There are certain things that signal the coming of a new spring season.  It is March and even though the winter down South has been a mild one, I think everyone is eager to see new leaves unfurled and greening  with the colorful flush of blooms again. Winter, whether it is cold or not, is a bleak time and the first sunny daffodil that graced the dreary days of February was a sign of hope.  

 The other day, as the evening was closing, the increasing temperatures stirred up a pond full of spring peepers and chorus frogs.  The froggy choir pipped, peeped and plinked in the warming water. They were songs of welcome and even a couple of slow humored southern leopard frogs chuckled at the orgy of amplexus soon to come. Northward, wood frogs, the little masked hoppers that impatiently begin the party before anyone else, have already punctuated the icy mountain pools with their progeny.

 Water holds promise for others too. Soon, on the pond margins we’ll begin to see craters created in the sand.  Bluegill and bass will begin to bed, scraping out shallow depressions where the females’ eggs will be laid and the males will make good on the promise to cast widely and hope for the best. 

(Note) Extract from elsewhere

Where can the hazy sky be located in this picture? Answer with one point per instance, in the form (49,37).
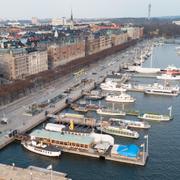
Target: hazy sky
(23,9)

 The birds won’t be outdone. As the dawn breaks earlier each day the Carolina wren’s songs have adjusted to meet the lengthening light. The rollicking rhythm is coming almost a half hour earlier by my drowsy reckoning. The cardinals and the wrens take turns at the alarm game but regardless of who pulls the song switch, it is clear that the hormonal clocks have been reset to “breed!” 

Eastern bluebirds are busily checking out the nest boxes for a spring-summer lease.  The web-footed vanguard of spring migration is already rushing through as small squadrons of ducks--redheads, ring-necks and ruddies among them—are already paired. They swim in duets, displaying to strengthen the bonds that will take them to some prairie pothole far away from the farm ponds where we spy on their foreplay.  Red-tailed and red-shouldered hawks are screaming and diving in tandem, killers on the wing they have other things on their birdy brains as the light forces their sexual sap to rise.  


  Indeed, spring is here even though the calendar says wait. I’m sure there’s more bluster to come and the mornings are a testament to that. But it is indeed a sexy season and every wild thing is looking to make woo. Sex is the way of the world. It is an imperative that drives survival. In the human condition, it is no different.  But then, the “S-E-X” word has become a dirty thing if you give any ear to the ranting of those peculiar beasts who call themselves “Presidential Candidates”. Their asexual vision is not something that I’m sure I like. Especially as it pertains to the evolutionary right to “woo” as the wildlings-- and consenting human adults see fit.  Binary fission and parthenogenesis somehow seem less fun...

Soon, in the air above us there will be legions of migrants making their way to forests, tundra, grasslands and wetlands, braving harsh weather, persistent predators and habitats degraded and destroyed.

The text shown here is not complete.